Global cues were negative with Dow Futures and FTSE flat, whereas Nasdaq Futures was down by 1.2 percent.
Mazhar Mohammad, Founder & Chief Market Strategist at chartviewindia.in
Bulls seem to be drawing some comfort from 34 EMA (around 14,600 levels) which has offered support in the past on a couple of occasions. Moreover, as bulls managed to defend last Monday’s low of 14,635 levels before signing off the session with a Spinning Top kind of indecisive formation the index can be expected to consolidate inside the range of 14,600 to 15,000 levels. Meanwhile, for intraday traders 14,854 can act as an initial hurdle and if bulls manage to push the index beyond the said level then the strength may get expanded towards 15,000 levels.
However, the index shall remain vulnerable to a sell-off if it breaches 14,600 levels on a closing basis. In such a scenario it can be dragged down towards its 50-Day EMA whose value is placed around 14,370 levels. For time being, as the index seems to be directionless, traders are advised to remain neutral whereas shorting opportunity should be considered below 14,600 levels with a stop above intraday high.

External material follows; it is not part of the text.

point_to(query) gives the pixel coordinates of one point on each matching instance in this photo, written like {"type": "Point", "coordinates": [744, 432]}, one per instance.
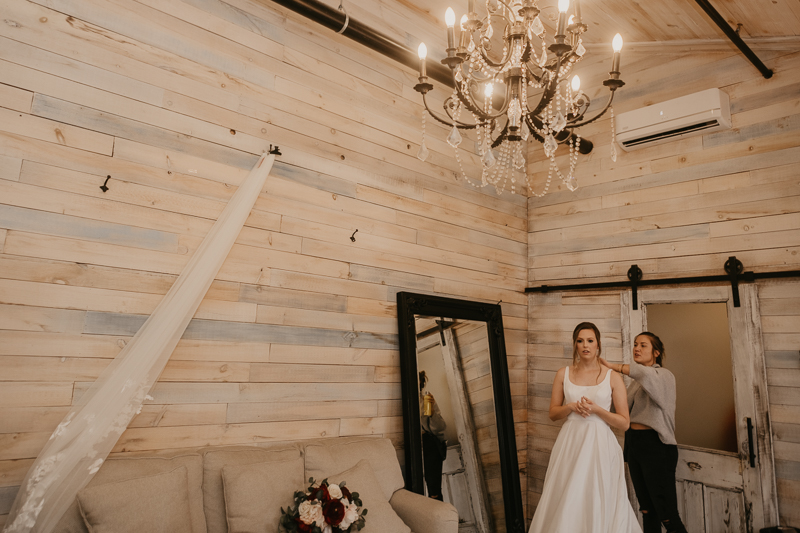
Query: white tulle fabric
{"type": "Point", "coordinates": [88, 433]}
{"type": "Point", "coordinates": [584, 488]}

Chandan Taparia, Vice President | Analyst-Derivatives at Motilal Oswal Financial Services
Nifty index opened gap up and took support near to 14,650 levels. It respected to previous day’s low but failed to hold above the immediate hurdle of 14,850 zones and drifted lower. The index finally closed the session with gains of around 40 points after the profit booking declines of the last five trading sessions. Till it remains below 14,850 zones, weakness could continue towards the next key support of 14,600 and 14,500 zones, while on the upside hurdles are seen at 15,000 and 15,150 zones.
On the option front, maximum Put OI is at 14,000 followed by 14,500 strike while maximum Call OI is at 15,000 followed by 14,800 strike. We witnessed Put writing at 14,700 and 14,600 strikes while Call writing was seen 14,800 then 14,700 strike followed by unwinding in 15,500 strike. Option data suggests a wider trading range in between 14,300 to 15,200 zones while an immediate range between 14,500 to 15,000 zones. For Bank Nifty, till it remains below 35,700 zone, weakness may continue towards 34,500 and 34,250 zones while on the upside major hurdle shifts to 36,000 zones.
Manish Hathiramani, proprietary index trader and technical analyst at Deen Dayal Investments
Nifty gave up most of its gains as the day progressed. The weakness continues to remain in the short term and we can expect the index to slide further to levels closer to 14,500. Any rally upwards can be used to short this market for lower targets. The upside is capped at 15,000 -15,100 and until we do not get past that comfortably, the markets will remain bearish.